In de Kamerbrief van 25 november bent u geïnformeerd over de voortgang Nationaal Programma Landelijk Gebied (Kamerstukken 34 682 en 35 334, nr. 105). Daarin is het proces om te komen tot gebiedsprogramma’s in hoofdlijnen beschreven.

Met de brief van 25 november zijn de uit te werken landelijke doelen en een eerste concretisering van de structurerende keuzes meegegeven. In de komende periode worden deze met provincies nader ingevuld, waarbij voor een aantal onderdelen ook de precieze verdeling nog wordt bepaald, zoals voor een deel van de doelen voor natuur (concretisering van areaal- en verbeteropgaven voor de Vogel- en Habitatrichtlijn) en klimaat (reductieopgave broeikasgassen landbouw). Deze nadere uitwerking doen we nadrukkelijk met de provincies samen.

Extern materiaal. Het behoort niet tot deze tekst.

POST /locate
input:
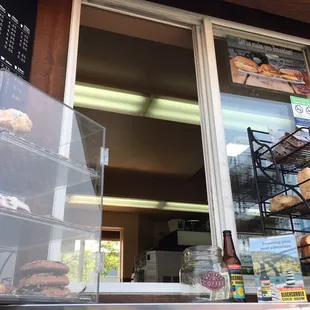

In verschillende provincies worden al waardevolle stappen gemaakt in de gebiedsprocessen om te komen tot integrale gebiedsprogramma’s voor juli volgend jaar. Het kabinet wil de provincies hierin zo veel mogelijk faciliteren. De provincies hebben daarom een ambtelijk ontwikkeldocument NPLG ontvangen. Dit technische document biedt de basis voor wat de gebiedsprogramma’s op 1 juli 2023 moeten opleveren. De provincies hebben drie ambtelijke documenten ontvangen. Het betreft een handreiking voor de gebiedsprogramma’s, het document Spelregels Meerjarenprogramma Transitie Landelijk Gebied en het ambtelijk ontwikkeldocument NPLG. Deze documenten zijn benoemd in de Kamerbrief «Voortgang Nationaal Programma Landelijk Gebied» van 25 november en zijn gepubliceerd op www.aanpakstikstof.nl. Deze documenten schrijven geen definitieve keuzes voor en zijn niet bestuurlijk vastgesteld. Wel is bij het opstellen ervan samengewerkt met provincies, gemeenten en waterschappen. De documenten hebben als doel om provincies in deze fase van het proces zo veel mogelijk te voorzien van input en richtlijnen om met de partners in de gebieden aan de slag te kunnen en samen tot verdere invulling te komen. Hierna zijn die documenten kort toegelicht:

  • 1) Ambtelijk ontwikkeldocument NPLG: Dit document biedt de basis voor wat de gebiedsprogramma’s op 1 juli 2023 moeten opleveren. Het geeft handvatten aan de provincies, gemeenten en waterschappen om samen met sectoren integraal aan de verschillende opgaven natuur (inclusief stikstof), water, klimaat te werken in de gebiedsprocessen.

  • 2) Handreiking voor gebiedsprogramma’s: Deze bevat inspiratie en de minimale vereisten voor de gebiedsprogramma’s. Het is een groeidocument dat komend jaar wordt doorontwikkeld.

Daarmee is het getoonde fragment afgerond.